Silver Linings - Our February 2023 market Commentary
Market returns in 2022 were definitely ones for the history books…and not in a good way. Going back 100 years, 2022 marked the 7th worst calendar year return for stocks and the worst return ever for bonds1. That combination was definitely felt by 401K investors as Fidelity (the largest 401K provider in the country) reported the average 401K balance was down 23% last year2.
Entering this year the investment landscape has certainly changed from the year prior. While many of the top investor concerns are still front and center including inflation, geo-political worries, and recessionary fears….the difference is that assets are priced for more attractive returns moving forward, with the most notable changes in the bond markets.

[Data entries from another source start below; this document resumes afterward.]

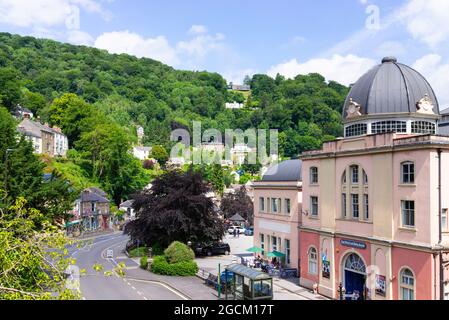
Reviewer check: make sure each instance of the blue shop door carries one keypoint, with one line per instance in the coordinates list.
(354, 282)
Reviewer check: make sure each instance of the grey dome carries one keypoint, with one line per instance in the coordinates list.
(289, 170)
(390, 87)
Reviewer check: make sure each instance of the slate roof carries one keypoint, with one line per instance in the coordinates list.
(289, 170)
(127, 204)
(390, 87)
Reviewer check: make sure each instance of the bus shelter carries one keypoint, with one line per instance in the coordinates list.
(250, 284)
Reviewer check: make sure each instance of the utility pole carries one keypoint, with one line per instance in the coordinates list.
(219, 281)
(8, 151)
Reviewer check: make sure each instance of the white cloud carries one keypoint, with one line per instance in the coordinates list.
(238, 75)
(426, 20)
(201, 45)
(390, 48)
(156, 48)
(197, 29)
(80, 38)
(437, 73)
(46, 13)
(343, 69)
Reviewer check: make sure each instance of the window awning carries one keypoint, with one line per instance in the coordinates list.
(71, 223)
(250, 273)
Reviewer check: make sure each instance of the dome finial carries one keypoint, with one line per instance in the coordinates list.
(389, 59)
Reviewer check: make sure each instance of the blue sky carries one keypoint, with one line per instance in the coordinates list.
(340, 39)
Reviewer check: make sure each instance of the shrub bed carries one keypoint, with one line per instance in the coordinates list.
(138, 252)
(144, 262)
(161, 266)
(178, 252)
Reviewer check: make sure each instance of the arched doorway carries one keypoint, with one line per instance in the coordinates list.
(354, 271)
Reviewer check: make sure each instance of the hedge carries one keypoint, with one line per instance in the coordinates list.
(161, 266)
(144, 262)
(138, 252)
(178, 252)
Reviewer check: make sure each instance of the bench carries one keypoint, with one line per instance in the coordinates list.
(212, 280)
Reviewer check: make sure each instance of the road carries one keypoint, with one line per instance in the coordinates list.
(96, 286)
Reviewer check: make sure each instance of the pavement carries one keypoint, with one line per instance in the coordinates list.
(282, 289)
(135, 285)
(138, 284)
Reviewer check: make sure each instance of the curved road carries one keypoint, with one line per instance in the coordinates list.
(96, 286)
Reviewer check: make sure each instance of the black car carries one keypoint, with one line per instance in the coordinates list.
(209, 249)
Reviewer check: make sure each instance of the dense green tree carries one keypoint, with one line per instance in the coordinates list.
(28, 271)
(175, 209)
(238, 203)
(107, 146)
(9, 87)
(131, 91)
(70, 112)
(160, 154)
(22, 175)
(217, 179)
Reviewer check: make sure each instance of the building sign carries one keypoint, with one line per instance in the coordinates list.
(326, 267)
(381, 285)
(353, 244)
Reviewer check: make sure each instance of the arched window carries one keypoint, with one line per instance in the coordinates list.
(354, 194)
(423, 127)
(355, 263)
(354, 170)
(356, 130)
(389, 126)
(406, 285)
(407, 172)
(313, 175)
(365, 178)
(313, 261)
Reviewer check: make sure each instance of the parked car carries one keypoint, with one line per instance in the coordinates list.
(240, 230)
(210, 249)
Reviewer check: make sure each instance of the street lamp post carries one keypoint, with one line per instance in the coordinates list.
(8, 151)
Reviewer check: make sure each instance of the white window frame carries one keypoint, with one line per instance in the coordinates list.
(408, 211)
(314, 205)
(288, 207)
(261, 204)
(355, 205)
(410, 287)
(344, 205)
(287, 250)
(355, 173)
(444, 218)
(312, 256)
(274, 243)
(410, 174)
(314, 178)
(366, 215)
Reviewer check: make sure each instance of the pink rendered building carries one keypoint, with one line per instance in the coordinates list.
(277, 211)
(370, 209)
(375, 219)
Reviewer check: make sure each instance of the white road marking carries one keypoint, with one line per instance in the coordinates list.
(163, 285)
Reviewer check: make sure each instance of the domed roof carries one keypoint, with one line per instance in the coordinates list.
(289, 170)
(390, 87)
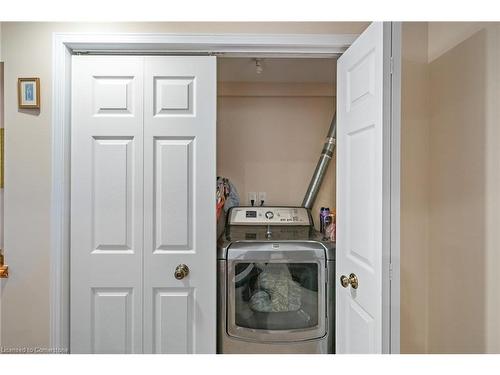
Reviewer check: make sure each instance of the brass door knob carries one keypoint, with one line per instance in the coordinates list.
(344, 281)
(181, 271)
(352, 280)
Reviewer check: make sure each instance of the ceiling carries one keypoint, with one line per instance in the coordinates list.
(305, 70)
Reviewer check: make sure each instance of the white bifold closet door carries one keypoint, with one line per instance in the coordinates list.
(363, 189)
(142, 202)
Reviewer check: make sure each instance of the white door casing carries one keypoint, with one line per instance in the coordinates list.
(142, 193)
(179, 191)
(361, 175)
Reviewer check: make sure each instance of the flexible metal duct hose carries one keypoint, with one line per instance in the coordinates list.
(322, 166)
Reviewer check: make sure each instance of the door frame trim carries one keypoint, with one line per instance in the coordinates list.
(64, 45)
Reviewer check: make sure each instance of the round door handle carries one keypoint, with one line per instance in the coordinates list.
(181, 271)
(351, 280)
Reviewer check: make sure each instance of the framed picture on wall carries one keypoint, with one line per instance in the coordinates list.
(28, 93)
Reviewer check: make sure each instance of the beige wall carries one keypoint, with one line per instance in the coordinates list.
(270, 140)
(414, 188)
(27, 51)
(450, 207)
(464, 302)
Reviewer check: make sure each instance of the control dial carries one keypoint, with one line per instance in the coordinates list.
(269, 215)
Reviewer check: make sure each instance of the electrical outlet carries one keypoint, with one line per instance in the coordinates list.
(252, 196)
(262, 197)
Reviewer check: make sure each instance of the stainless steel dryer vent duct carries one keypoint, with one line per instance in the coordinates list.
(322, 166)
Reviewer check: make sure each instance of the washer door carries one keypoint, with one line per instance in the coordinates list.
(276, 295)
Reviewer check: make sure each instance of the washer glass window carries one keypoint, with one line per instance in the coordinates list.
(276, 296)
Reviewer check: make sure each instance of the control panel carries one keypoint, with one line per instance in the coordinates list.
(269, 216)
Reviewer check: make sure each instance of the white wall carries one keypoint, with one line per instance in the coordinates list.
(27, 51)
(1, 194)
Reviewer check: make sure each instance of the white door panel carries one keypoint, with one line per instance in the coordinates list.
(106, 205)
(360, 176)
(142, 202)
(179, 175)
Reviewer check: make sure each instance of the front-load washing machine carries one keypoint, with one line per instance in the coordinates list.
(276, 289)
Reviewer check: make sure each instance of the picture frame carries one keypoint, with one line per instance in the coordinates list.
(28, 93)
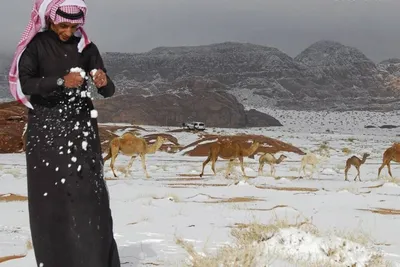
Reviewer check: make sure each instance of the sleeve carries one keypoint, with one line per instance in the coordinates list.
(96, 62)
(31, 82)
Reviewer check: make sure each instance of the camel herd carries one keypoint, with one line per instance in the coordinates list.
(131, 145)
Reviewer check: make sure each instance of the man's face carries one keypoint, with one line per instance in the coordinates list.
(64, 30)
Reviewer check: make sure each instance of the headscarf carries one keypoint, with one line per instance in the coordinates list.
(41, 12)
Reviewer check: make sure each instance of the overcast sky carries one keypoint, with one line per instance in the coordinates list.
(373, 26)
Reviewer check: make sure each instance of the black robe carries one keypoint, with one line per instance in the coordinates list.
(69, 210)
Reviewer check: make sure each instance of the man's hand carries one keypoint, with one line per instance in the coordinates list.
(73, 80)
(99, 78)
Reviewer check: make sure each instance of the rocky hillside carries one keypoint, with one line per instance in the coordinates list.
(326, 75)
(5, 61)
(216, 108)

The extremely low interest rate policy of the Federal Reserve for the past 10+ years had suppressed bond market returns. Now with the Fed increasing interest rates to levels we have not seen since 2007, prospects for returns going forward for safer assets have increased.
Winners and Losers
As with most policy changes, the Federal Reserve's decision to increase interest rates is not without winners and losers. On the one hand savers look to benefit from higher interest rates on their savings but meanwhile those who are large borrowers or look to take on new debt….the negative impact can be quite significant.
Take homebuyers as an example. Interest rates on a 30-year mortgage have gone from 3.1% at the start of 2022 to 6.5% today3. This has dramatically reduced the purchasing power for new home buyers. As a result, existing home sales have fallen 37% since January of last year4. But somehow, the fall in demand has not yet affected home prices to the same degree. In fact, existing home prices are actually up 1% over that same timeframe (although prices are down 13% from their peak reached in June last year)5.
One major factor that might be supporting home prices is that many current homeowners are reluctant to put their homes up for sale, limiting supply. This reluctance is due to the fact that relocating would mean giving up their current mortgage, which is likely in the 3-4% range or lower.